Our résumés are updated and our portfolio is looking better than ever, but now it’s our chance to bring those pieces of paper to life with personality and the ability to refer to key experiences.

Here are six interview tips that I learned during my own job search:

1. Never say that you’re a perfect fit because you love to work with people, you’re a quick learner and you have transferable skills. It’s way overdone and too general. Be self-aware and know your strengths and your weaknesses. Take some time to really think about what you’re great at and what you’re not so great at. 

Go through your résumé and make connections between your strengths and some of the qualities and tasks that the position requires. But don’t forget about those weaknesses! Share how you can improve on these and how you’re already taking steps to do so.

2. Show that you did your homework on the company and the position. It’s never a good idea to blindly walk into an interview. Visit the company’s website and learn about their past and present projects and clients. Scroll through their social media sites and get a feel for their voice. You can even do a Google News search on the company. Find something that intrigues you and address it in the interview.

Familiarizing yourself with the company and the position that you’re interviewing for will allow you to better connect your qualifications. Your research can also help you get a feel for the company culture and how you can bounce off of it. If they’re more laid-back, then you may try a more creative approach to presenting your résumé. If the company has a strict business professional dress code, then you will want to follow suit.

3. Ask questions. Every interviewer will ask if you have any questions — whatever you do, do not give them “no” for an answer. While you’re doing your homework on the company and position, make sure to jot down any questions that pop up.

Walk into your interview with a short list of questions that you can refer back to in case you blank. Even questions as simple as “Why do you enjoy working at so-and-so company?” show that you’re interested. If you leave the interview and think of a question, then don’t be afraid to email them and ask. 

4. If you’re going to name-drop, then be honest about your connection and back it up.

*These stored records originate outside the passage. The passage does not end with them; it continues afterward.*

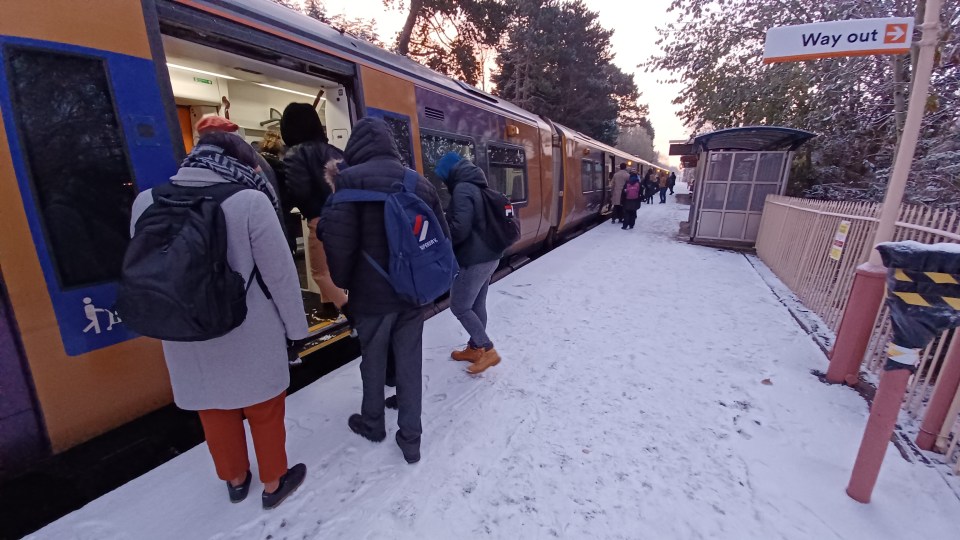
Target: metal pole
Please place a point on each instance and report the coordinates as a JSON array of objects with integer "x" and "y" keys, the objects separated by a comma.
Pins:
[
  {"x": 911, "y": 129},
  {"x": 866, "y": 295}
]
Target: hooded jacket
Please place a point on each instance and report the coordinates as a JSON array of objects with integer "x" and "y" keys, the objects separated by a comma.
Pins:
[
  {"x": 304, "y": 164},
  {"x": 616, "y": 185},
  {"x": 350, "y": 229},
  {"x": 466, "y": 215}
]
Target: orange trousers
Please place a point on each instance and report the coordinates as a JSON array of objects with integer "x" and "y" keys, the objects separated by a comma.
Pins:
[{"x": 227, "y": 440}]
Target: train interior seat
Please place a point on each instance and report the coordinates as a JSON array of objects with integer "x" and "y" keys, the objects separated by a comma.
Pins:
[{"x": 253, "y": 94}]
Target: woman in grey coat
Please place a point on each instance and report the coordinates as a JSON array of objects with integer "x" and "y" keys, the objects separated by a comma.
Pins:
[{"x": 243, "y": 374}]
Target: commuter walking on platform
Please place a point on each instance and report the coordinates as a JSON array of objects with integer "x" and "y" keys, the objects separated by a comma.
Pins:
[
  {"x": 477, "y": 259},
  {"x": 632, "y": 193},
  {"x": 305, "y": 162},
  {"x": 225, "y": 334},
  {"x": 616, "y": 187},
  {"x": 357, "y": 246},
  {"x": 648, "y": 186}
]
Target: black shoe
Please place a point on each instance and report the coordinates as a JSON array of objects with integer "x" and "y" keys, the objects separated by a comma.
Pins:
[
  {"x": 411, "y": 455},
  {"x": 289, "y": 483},
  {"x": 391, "y": 403},
  {"x": 239, "y": 493},
  {"x": 357, "y": 426}
]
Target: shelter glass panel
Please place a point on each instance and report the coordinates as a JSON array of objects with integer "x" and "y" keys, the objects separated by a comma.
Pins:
[
  {"x": 753, "y": 226},
  {"x": 733, "y": 224},
  {"x": 714, "y": 195},
  {"x": 709, "y": 224},
  {"x": 739, "y": 196},
  {"x": 760, "y": 192},
  {"x": 744, "y": 165},
  {"x": 771, "y": 167},
  {"x": 79, "y": 169},
  {"x": 719, "y": 169}
]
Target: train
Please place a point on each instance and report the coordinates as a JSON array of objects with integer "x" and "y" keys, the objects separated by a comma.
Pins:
[{"x": 99, "y": 100}]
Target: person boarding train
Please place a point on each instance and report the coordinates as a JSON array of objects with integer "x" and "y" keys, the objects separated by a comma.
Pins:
[{"x": 235, "y": 366}]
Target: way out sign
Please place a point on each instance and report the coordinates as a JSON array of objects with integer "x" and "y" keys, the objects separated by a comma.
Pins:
[{"x": 856, "y": 37}]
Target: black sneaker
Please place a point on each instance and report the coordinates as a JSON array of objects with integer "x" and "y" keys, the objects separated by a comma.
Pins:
[
  {"x": 239, "y": 493},
  {"x": 412, "y": 455},
  {"x": 357, "y": 426},
  {"x": 289, "y": 483},
  {"x": 391, "y": 403}
]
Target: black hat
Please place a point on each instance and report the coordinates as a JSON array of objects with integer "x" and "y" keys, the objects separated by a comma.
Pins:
[{"x": 300, "y": 123}]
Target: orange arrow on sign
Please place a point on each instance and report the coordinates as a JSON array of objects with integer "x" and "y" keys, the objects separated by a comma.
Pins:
[{"x": 895, "y": 33}]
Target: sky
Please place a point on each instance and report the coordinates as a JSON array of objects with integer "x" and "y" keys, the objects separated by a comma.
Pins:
[{"x": 634, "y": 40}]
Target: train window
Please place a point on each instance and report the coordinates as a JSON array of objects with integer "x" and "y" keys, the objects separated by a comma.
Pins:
[
  {"x": 79, "y": 169},
  {"x": 434, "y": 147},
  {"x": 400, "y": 129},
  {"x": 508, "y": 171},
  {"x": 591, "y": 177}
]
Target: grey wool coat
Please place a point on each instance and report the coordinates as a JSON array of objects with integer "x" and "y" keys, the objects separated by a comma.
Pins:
[{"x": 248, "y": 365}]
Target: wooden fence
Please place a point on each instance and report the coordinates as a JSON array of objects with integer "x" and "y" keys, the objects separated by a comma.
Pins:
[{"x": 795, "y": 240}]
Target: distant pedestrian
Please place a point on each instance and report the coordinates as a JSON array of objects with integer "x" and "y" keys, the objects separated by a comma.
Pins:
[
  {"x": 306, "y": 160},
  {"x": 630, "y": 198},
  {"x": 242, "y": 373},
  {"x": 616, "y": 187},
  {"x": 478, "y": 261},
  {"x": 355, "y": 240}
]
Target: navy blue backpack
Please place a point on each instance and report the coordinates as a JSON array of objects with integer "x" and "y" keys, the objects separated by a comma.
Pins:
[{"x": 422, "y": 264}]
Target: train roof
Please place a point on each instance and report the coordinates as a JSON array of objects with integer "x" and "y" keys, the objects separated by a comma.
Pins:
[
  {"x": 290, "y": 20},
  {"x": 574, "y": 134}
]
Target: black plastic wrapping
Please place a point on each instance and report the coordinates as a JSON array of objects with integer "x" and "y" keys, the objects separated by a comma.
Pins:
[{"x": 923, "y": 291}]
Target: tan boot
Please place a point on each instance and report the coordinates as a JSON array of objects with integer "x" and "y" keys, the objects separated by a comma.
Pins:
[
  {"x": 488, "y": 359},
  {"x": 468, "y": 354}
]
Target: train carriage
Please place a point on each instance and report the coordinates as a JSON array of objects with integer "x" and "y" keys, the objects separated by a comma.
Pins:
[{"x": 100, "y": 100}]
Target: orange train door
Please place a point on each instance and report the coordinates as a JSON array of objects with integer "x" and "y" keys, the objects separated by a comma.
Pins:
[{"x": 84, "y": 126}]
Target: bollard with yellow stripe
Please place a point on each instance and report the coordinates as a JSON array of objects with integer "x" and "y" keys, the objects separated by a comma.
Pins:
[{"x": 923, "y": 294}]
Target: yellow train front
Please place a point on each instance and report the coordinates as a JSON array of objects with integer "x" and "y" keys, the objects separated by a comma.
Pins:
[{"x": 100, "y": 100}]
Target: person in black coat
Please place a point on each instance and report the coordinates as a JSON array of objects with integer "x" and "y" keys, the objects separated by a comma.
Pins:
[
  {"x": 306, "y": 187},
  {"x": 478, "y": 262},
  {"x": 649, "y": 186},
  {"x": 382, "y": 319},
  {"x": 630, "y": 199}
]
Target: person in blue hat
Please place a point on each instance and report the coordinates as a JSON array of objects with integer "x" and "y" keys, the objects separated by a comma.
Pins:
[{"x": 477, "y": 260}]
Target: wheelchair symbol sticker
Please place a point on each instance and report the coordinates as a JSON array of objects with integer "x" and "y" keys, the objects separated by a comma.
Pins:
[{"x": 92, "y": 313}]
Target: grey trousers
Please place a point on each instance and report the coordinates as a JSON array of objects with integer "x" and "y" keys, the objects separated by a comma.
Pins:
[
  {"x": 403, "y": 333},
  {"x": 468, "y": 300}
]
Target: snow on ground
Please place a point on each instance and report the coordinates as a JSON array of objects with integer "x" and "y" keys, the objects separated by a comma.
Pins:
[{"x": 630, "y": 404}]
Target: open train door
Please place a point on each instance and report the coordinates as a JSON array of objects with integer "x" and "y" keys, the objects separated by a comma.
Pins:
[{"x": 83, "y": 128}]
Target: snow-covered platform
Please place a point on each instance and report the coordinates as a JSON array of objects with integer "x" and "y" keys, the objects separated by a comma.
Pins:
[{"x": 649, "y": 389}]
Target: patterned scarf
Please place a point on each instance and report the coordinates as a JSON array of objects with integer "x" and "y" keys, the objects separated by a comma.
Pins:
[{"x": 208, "y": 156}]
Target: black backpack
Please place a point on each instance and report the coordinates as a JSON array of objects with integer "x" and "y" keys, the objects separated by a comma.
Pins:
[
  {"x": 176, "y": 284},
  {"x": 503, "y": 226}
]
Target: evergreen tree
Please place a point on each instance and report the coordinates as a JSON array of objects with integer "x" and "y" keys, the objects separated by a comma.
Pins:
[
  {"x": 316, "y": 10},
  {"x": 558, "y": 63},
  {"x": 452, "y": 36},
  {"x": 855, "y": 105}
]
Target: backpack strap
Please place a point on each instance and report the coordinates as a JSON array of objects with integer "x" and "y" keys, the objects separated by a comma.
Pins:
[
  {"x": 218, "y": 192},
  {"x": 410, "y": 180}
]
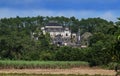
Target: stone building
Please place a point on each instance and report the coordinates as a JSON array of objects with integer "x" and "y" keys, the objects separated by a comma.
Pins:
[{"x": 60, "y": 34}]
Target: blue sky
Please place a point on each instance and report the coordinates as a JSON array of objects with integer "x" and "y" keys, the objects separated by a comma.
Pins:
[{"x": 107, "y": 9}]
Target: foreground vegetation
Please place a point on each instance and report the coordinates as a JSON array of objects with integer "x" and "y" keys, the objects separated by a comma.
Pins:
[
  {"x": 41, "y": 64},
  {"x": 15, "y": 74},
  {"x": 17, "y": 43}
]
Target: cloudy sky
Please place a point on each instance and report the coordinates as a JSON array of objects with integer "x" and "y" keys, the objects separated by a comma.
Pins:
[{"x": 107, "y": 9}]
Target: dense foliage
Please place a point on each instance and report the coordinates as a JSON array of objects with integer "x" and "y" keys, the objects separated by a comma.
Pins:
[{"x": 17, "y": 43}]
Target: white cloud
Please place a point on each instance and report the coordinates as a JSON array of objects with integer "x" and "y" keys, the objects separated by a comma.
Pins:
[
  {"x": 109, "y": 16},
  {"x": 4, "y": 12}
]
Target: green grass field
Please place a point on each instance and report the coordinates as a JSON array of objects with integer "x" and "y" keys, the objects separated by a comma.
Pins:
[{"x": 8, "y": 64}]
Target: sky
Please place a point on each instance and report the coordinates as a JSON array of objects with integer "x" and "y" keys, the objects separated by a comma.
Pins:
[{"x": 106, "y": 9}]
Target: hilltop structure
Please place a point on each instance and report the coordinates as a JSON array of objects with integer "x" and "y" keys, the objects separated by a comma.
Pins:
[{"x": 60, "y": 34}]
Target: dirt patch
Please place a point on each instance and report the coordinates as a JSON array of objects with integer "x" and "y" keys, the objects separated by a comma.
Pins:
[{"x": 90, "y": 71}]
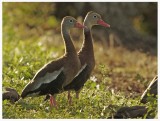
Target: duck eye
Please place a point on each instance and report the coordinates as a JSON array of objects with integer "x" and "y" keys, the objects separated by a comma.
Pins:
[
  {"x": 71, "y": 21},
  {"x": 94, "y": 16}
]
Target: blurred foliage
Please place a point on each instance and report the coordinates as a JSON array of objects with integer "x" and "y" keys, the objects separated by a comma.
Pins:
[
  {"x": 133, "y": 25},
  {"x": 31, "y": 38}
]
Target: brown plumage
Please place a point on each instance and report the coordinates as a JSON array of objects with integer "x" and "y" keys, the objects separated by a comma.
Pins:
[
  {"x": 152, "y": 89},
  {"x": 10, "y": 94},
  {"x": 86, "y": 53},
  {"x": 52, "y": 77}
]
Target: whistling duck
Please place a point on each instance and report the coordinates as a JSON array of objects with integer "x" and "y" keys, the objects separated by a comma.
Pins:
[
  {"x": 52, "y": 77},
  {"x": 152, "y": 89},
  {"x": 86, "y": 54}
]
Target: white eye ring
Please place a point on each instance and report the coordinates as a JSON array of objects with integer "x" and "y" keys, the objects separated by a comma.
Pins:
[
  {"x": 71, "y": 21},
  {"x": 94, "y": 16}
]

You should have a reason behind the mention that will build to your brand. If you’ve only met the person in passing, then it’s not the best idea to use them as a reference. Refer to a connection who can speak about your work and your work ethic.

5. Remember that handwritten notes are not a thing of the past. Take the time to send a handwritten note to the person who interviewed you. Thank them for taking the time to meet with you and reference something that you talked about in the interview. Be sure to send the letter in a timely manner. If you can’t send a handwritten note, then at the very least, send a personalized email.

6. Be authentic. If you’re not true to yourself and the goals that you have set, then your actions will soon come back to haunt you. While landing a job is exciting, you’ll eventually find yourself unhappy and, most likely, lacking drive. Why? You won’t be working on tasks that interest you or that will get you closer to reaching your end goal.

Be honest and be yourself from the start. After all, do you really want to work for a company that doesn’t accept who you are?

Rebecca Potzner
Rebecca Potzner is a social media strategist at Game Day Communications, founder of the blog Twist on PR and New Professionals Co-chair of the Cincinnati Chapter of PRSA. Twitter: @Beckuhbeck.

Comments

Rachel Tyree says:

Always good to review good interview techniques no matter at what point in your career. I appreciate Ms. Potzner's Tip #6. My best advice to my staff is to always pursue what makes you happy even if it is for less pay. Work is so much a part of our lives that being miserable in your career will only carry over to all other parts of your life. And finally, really weigh the work/life balance. I cannot emphasize how important it is to have a personal life outside of the office.